Two little pink lines stared back at me. I slammed the test on the counter. I wanted to scream, I wanted to lose my shit. I did not want to exist. I did not want to have another child, I did not want to be that girl. With two kids, and an abusive husband. The door slammed, and I heard my child babbling to her father. I heard him laughing. I however, could not feel anything. I sank against the bathroom door. As if my whole world had turned upside down, as if my entire life was shattering and I, the girl who'd thought she was so strong was nothing more than a loser.

"Hi sweetheart I'm home." Jack said, coming to stand in the bathroom. I moved away from him so I was sitting in the corner next to the bathtub. Jack came to sit next to me. I did not say anything. Only leaned into him, him and my daughter.

"Jack?" I whispered. He glanced at me kindly. I smiled. 
"I'm pregnant." I announced. As hot tears snaked their way down my face. Jack exhaled sharply.

"Shit really?" He asked, I nodded softly. He grimaced.

"We can't afford another baby. I mean shit baby we can't even afford this one." He said gesturing to Evie, squirming in his arms. I nodded. Of course I knew that, but we could not afford a new baby, and I did not want one anyways. But I did not want an abortion, I did not want to lay there on an operating table high on Vicodin as they sucked cells from my body.
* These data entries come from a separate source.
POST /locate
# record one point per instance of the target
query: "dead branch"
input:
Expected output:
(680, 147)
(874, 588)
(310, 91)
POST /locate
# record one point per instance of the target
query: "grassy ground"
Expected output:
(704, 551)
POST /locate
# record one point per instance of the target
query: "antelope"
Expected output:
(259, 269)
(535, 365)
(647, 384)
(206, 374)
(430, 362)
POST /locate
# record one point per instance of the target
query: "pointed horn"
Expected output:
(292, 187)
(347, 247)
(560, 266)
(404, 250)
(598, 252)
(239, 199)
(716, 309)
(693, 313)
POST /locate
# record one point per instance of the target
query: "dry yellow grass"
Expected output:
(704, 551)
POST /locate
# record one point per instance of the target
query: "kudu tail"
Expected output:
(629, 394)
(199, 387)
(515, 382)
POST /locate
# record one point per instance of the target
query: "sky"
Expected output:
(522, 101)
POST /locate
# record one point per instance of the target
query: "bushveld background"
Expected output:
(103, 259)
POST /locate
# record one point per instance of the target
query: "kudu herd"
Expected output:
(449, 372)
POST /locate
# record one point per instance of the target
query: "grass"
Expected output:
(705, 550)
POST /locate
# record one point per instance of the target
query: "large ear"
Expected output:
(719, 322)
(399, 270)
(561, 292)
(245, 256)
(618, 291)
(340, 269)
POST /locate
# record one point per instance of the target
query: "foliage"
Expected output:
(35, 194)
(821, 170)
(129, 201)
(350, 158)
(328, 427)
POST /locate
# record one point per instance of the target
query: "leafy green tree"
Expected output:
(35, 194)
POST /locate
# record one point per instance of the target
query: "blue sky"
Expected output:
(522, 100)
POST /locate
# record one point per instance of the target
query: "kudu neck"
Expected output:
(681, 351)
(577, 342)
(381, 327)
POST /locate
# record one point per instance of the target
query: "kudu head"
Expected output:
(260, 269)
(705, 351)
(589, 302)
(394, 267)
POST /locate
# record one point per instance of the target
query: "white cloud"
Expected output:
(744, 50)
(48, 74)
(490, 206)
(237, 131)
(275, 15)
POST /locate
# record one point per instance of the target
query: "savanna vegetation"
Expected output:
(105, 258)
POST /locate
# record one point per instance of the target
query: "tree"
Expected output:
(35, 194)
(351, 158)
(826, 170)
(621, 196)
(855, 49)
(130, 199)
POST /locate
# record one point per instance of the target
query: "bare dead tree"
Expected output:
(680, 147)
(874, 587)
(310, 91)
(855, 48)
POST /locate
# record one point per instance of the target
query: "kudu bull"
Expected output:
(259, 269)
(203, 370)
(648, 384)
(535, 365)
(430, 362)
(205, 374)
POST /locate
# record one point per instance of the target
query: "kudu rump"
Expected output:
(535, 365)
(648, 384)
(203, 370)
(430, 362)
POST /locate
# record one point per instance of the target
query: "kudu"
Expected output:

This time around, there would be no discussion. There would just be us, walking into planned parenthood. I sighed.

"I know Jack, I just don't know how this happened."

That was a lie. I did know, I knew that the chance it was Jack's was actually very slim. The only other person it could be was Leo's. I wondered if it would get his beautiful green eyes and soft smile. I doubted it. Because there would not be an it, there would not be crib shopping, or exitment when it was born. Because it would not be born and I knew that. Scientifically, it was too early in the pregnancy to feel anything. However, I could swear at that moment I felt the smallest little movement in my stomach. I cupped my hands over my stomach smiling. 

When I was a child, I'd loved to play pretend, right now I was pretending to be happy. As if this was a good thing and as if I was excited to have another child. I leaned my head against Jack's shoulder.

"So when should we schedule the abortion?" He asked in a monotone. I shrugged. I hoped I misscarried, because than I wouldn't blame myself. I had enough of that to do anyway.